Certain well-documented events mentioned in this novel
actually did occur, and some circumstances relevant to the subject matter
really did exist! For example...
- There really was a CF-105 Avro Arrow, designed, built and flown
by Avro Canada, out of its Malton, Ontario facilities, between 1955
and 1959! The pages of two of the most prestigious
flight-related magazines of that time gave testimony to the
reality of this remarkable Canadian technological achievement in
flight.
- In its October 21, 1957 issue, the prominent air
industry's Aviation Week magazine stated that the Avro
Arrow "has given Canada a serious contender for the top military
aircraft of the next several years.... The Arrow's power, weight and
general design leave little doubt of its performance potential."
- Another influential magazine, Flight, in its
October 25, 1957 issue, referred to the Avro Arrow as "the
biggest, most powerful, mostd expensive and potentially the fastest
fighter that the world hs yet seen."
- At least as of April 2003, visitors to the Canadian Aviation
Museum in Ottawa could still see a display of the remnants of a
truncated, blowtorched Avro Arrow cockpit and nosewheel section, being
supported on a stand, positioned almost at the very rear of the public
display area. However, to also see two reclaimed-from-scrap wing tips
of an Arrow (not the entire wings, merely the tips), a viewer
would have to walk about seventy feet over to the right and
behind the cockpit/nosewheel display, and then peer behind and over
other, possibly much less significant Canadian and foreign-built
aircraft, to get just a glimpse of the very tops of the
two wingtips of an Avro Arrow.
- There are several hours of archival film footage, as well as
hundreds of vintage photos that document the development, production
and flight tests of the Avro Arrow. These films would make a
fascinating component of a future filmed version of this novel.

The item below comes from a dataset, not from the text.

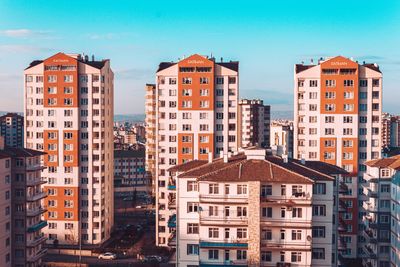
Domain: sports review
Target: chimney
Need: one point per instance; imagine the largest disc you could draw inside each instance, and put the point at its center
(2, 143)
(210, 157)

- There actually existed in Canada, in the year 2004, a primarily
federal government-mandated universal healthcare system that continued
to aim at providing free medical coverage for virtually every adult
and child in the country. However, over many years, this health
care system has been under attack and has been significantly weakened
by certain decisions and actions carried out by elements of the
federal, and some provincial governments, and their associated
bureaucracies.
- By the early 2000s, the major healthcare companies in the United
States reportedly had annual revenues of over $230,000,000,000, i.e., 230
billion dollars, which incidentally, exceeded the combined
revenues of the top U.S. aerospace and defense contractors in those
years.
- In 2001, the revenue of the largest healthcare
company in the U.S. nearly matched that of Microsoft, the most
successful computer software company on the planet. The reader is
invited to closely examine the year-end data provided in American
business magazines in order to more truly appreciate what is at
financial stake in the intense battle to increasingly privatize the
Canadian - and to preserve and expand the for-profit American -
healthcare systems.
- As of 2004 there existed several works, including books, plays
and films, presenting non-ficctional as well as fictional material,
most of which speculated upon the real reasons behind the shutting
down of the Arrow program. The Avro Arrow Manipulation novel, however,
is the first to present a fictional hypothesis about a direct
relationship between what happened to the Arrow, and what has -and
continues to- happen to the Canadian healthcare system.
In the name of fairness and truthfulness, it should hardly be necessary to state
that, of course, most people (including most businesspersons,
politicians, lobbyists, and workers of all sorts) are honest and ethical;
that most institutions (including most legislative bodies, insurance
companies, hospitals, HMOs, PPOs, and other healthcare-related
organizations) are also honorable, ethical, and aboveboard, and consistently demonstrate that their primary concern is to serve their
clients or patients, and that only after putting those clients' or
patients' needs first, are they interested in making a profit for their
executives and shareholders.
Similarly, it should be obvious to most Americans and Canadians that
most other types of businesses (including energy companies,
telecommunications companies, financial services, media
conglomerates, accounting and pharmaceutical companies)
attempt to operate with the highest degree of integrity, and that they
exhibit through their corporate and individual executives' actions, that
they care at least as much about their clients, customers, and
subscribers, as they do about their personal remuneration and their
companies' financial bottom lines.
This novel, published first in 2004, and set primarily in
2009, involves many fictitious events, circumstances, persons,
institutions and businesses who are just as obviously not related to the
fine, upstanding persons, politicians, institutions, and healthcare
and pharmaceutical businesses mentioned above.